我已经在 models.py 中编写了这些模型:
class User(models.Model): first_name = models.CharField(max_length=80) class Skill(models.Model): user = models.ForeignKey(User) title = models.CharField(max_length=80) level = models.IntegerField(default=3) class Work(models.Model): user = models.Foriegnkey(User) work_name = models.CharField(max_length=80) salary = models.IntegerField()
现在我想从数据库中获取那些用户具有一定技能的作品,并用它们渲染 html。我在views.py中编写了这段代码:
def show_works(request, skill): works = Work.objects.select_related().filter(user__skill__title=skill) return render_to_response("works.html", {'works':works})
但是我想在该html中显示另一件事:我想显示该工作的用户的名字和他的技能。

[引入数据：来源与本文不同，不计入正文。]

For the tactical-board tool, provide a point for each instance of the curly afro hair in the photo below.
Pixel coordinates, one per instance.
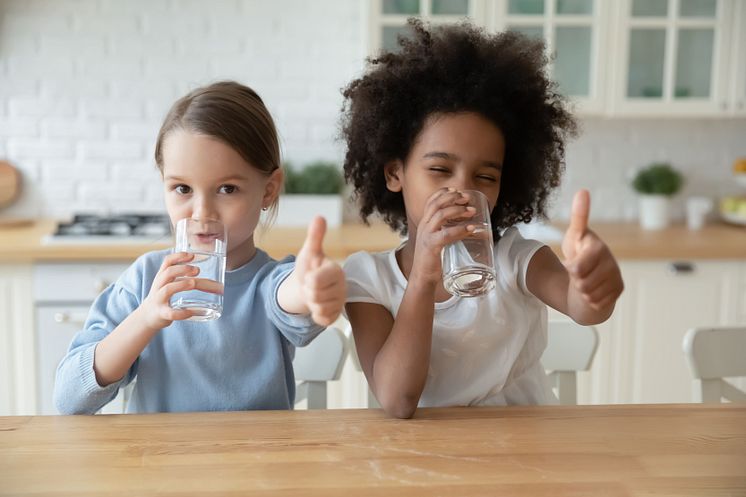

我使用了 select_lated(),但我只能显示first_name,但无法达到用户的技能。
我想编写一个最佳查询来获取作品和其他额外信息,例如用户及其用户的技能!就像下面的代码: (我不想为每件作品都访问数据库来获取其用户的技能)
模板works.html:
{% for work in works %} {{work.work_name}} user is : {{work.user.first_name}} which has these skills: {% for skill in work.user.skill %} {{skill.title}} {% endfor %} {% endfor %}
i have written these models in models.py:
class User(models.Model): first_name = models.CharField(max_length=80) class Skill(models.Model): user = models.ForeignKey(User) title = models.CharField(max_length=80) level = models.IntegerField(default=3) class Work(models.Model): user = models.Foriegnkey(User) work_name = models.CharField(max_length=80) salary = models.IntegerField()
now i want to get those Works from database which their users have a certain skill, and render a html with them. i write this code in views.py:
def show_works(request, skill): works = Work.objects.select_related().filter(user__skill__title=skill) return render_to_response("works.html", {'works':works})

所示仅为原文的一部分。